During the polishing stage, I've likened my manuscript to a rose bush (it's a stretch, I know). I've chopped off the dead, ugly branches, but I've also come dangerously close to snipping off lush flowers. When our brains are on editing overload, how can we decipher the unsightly from the beautiful? Here's what I'm learning:
- Listen to our readers. If our critique partners starred a line, or complimented a word choice, why mess with it?
- Read each sentence in context. If we pluck a sentence out of the blue, it's possible it won't sound quite right. But within the context of a scene, it might work.
- Read nonfiction books on our subject. In this post I outlined how this step helped open a treasure box of useful words.

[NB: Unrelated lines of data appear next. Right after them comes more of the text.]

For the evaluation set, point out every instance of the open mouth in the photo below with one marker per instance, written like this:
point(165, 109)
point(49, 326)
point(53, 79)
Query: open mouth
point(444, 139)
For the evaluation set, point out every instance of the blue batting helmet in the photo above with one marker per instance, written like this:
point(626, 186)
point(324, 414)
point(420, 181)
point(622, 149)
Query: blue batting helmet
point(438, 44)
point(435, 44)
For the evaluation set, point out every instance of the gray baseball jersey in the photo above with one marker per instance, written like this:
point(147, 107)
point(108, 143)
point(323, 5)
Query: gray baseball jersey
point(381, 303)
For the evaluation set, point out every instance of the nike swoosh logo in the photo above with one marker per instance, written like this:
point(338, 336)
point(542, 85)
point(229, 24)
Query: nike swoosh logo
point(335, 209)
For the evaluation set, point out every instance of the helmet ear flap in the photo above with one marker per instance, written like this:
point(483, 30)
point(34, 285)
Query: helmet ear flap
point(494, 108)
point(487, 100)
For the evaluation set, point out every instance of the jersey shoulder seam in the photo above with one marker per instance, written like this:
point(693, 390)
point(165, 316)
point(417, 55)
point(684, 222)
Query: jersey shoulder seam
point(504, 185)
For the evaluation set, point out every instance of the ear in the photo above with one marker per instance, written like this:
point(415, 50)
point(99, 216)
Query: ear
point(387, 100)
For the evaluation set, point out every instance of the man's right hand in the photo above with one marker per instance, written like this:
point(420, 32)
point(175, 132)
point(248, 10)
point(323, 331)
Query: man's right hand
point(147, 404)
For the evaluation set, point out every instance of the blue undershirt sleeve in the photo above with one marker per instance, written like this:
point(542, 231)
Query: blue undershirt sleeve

- Refer to a list of no-no or addictive words. Adverbs should be used sparingly, but a well-placed adverb sometimes makes sense. (Keli Gwyn wrote a great post about 12 Weak Words)

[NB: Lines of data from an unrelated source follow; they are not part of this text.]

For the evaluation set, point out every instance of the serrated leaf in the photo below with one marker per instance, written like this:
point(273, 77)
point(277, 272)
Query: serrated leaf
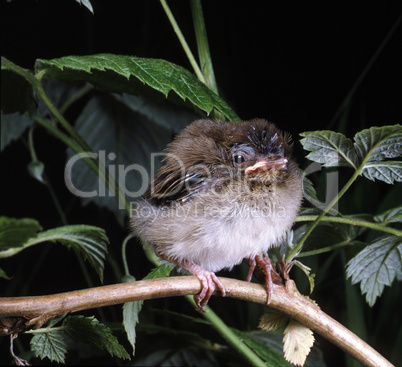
point(270, 321)
point(329, 148)
point(388, 171)
point(17, 94)
point(124, 140)
point(49, 345)
point(376, 266)
point(138, 76)
point(379, 143)
point(90, 330)
point(88, 241)
point(13, 126)
point(297, 342)
point(14, 233)
point(390, 216)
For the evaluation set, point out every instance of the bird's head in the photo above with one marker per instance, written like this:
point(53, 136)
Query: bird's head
point(260, 151)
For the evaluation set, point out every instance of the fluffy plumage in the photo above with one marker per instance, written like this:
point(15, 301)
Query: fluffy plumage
point(226, 192)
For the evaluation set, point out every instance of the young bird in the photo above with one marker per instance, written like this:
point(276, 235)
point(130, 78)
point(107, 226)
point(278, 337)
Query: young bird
point(226, 192)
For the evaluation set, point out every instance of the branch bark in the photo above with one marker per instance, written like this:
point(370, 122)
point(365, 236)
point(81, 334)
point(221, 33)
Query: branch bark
point(18, 314)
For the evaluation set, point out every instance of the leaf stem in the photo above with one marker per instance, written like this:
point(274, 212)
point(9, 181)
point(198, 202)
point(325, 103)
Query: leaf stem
point(82, 146)
point(293, 251)
point(183, 41)
point(124, 255)
point(202, 44)
point(324, 249)
point(230, 336)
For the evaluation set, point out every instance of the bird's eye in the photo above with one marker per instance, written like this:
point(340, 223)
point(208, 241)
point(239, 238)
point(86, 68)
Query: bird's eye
point(239, 159)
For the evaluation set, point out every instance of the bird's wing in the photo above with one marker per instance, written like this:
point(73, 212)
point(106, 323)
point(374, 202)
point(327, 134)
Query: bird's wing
point(168, 188)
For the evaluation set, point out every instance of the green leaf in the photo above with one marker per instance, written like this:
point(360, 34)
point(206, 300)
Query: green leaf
point(390, 216)
point(90, 330)
point(15, 232)
point(89, 241)
point(297, 342)
point(49, 345)
point(13, 126)
point(376, 266)
point(379, 143)
point(138, 76)
point(17, 94)
point(270, 321)
point(131, 310)
point(263, 346)
point(306, 270)
point(329, 148)
point(124, 140)
point(388, 171)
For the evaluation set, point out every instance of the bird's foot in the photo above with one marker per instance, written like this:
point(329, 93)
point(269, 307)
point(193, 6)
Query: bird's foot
point(283, 269)
point(269, 273)
point(208, 281)
point(207, 278)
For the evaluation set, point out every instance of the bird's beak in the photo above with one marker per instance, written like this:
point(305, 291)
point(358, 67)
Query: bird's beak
point(265, 165)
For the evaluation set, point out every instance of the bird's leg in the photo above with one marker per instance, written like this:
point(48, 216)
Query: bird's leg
point(252, 263)
point(283, 269)
point(265, 264)
point(207, 278)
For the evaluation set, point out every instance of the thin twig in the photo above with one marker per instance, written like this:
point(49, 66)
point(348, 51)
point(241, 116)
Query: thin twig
point(39, 309)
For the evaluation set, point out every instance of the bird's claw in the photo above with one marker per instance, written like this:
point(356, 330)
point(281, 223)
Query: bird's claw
point(208, 282)
point(265, 264)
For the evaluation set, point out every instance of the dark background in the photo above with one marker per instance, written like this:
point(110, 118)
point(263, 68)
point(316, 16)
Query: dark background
point(291, 62)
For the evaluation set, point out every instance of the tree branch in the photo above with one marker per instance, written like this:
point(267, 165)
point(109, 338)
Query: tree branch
point(18, 314)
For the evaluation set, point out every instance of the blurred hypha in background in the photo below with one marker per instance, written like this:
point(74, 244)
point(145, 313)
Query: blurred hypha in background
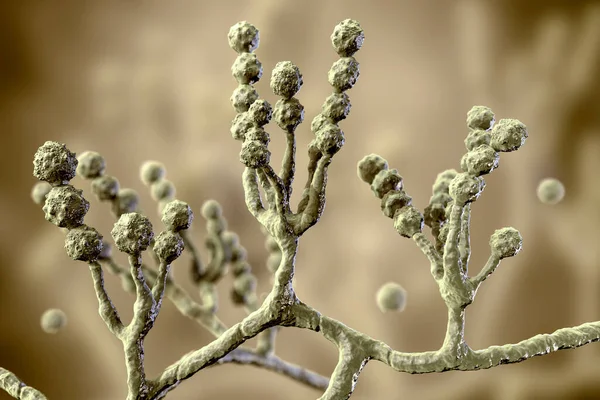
point(137, 82)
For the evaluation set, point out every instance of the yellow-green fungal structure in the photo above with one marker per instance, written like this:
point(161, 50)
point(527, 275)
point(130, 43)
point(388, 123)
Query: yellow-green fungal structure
point(267, 196)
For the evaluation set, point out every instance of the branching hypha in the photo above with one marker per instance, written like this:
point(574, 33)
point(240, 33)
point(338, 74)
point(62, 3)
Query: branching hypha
point(448, 216)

- Step away. When every word, sentence, and paragraph looks like a tumbleweed, it's time to take a break. A walk, a movie, or a few chapters of a good book does wonders for a writer's soul.
We don't want a stark, brittle manuscript that we've whittled down to a colorless stump. We're striving for a bouquet of words, and should be careful not to clip too much.
Are you ever in danger of over editing? Or is there no such thing? I'd love to hear your thoughts.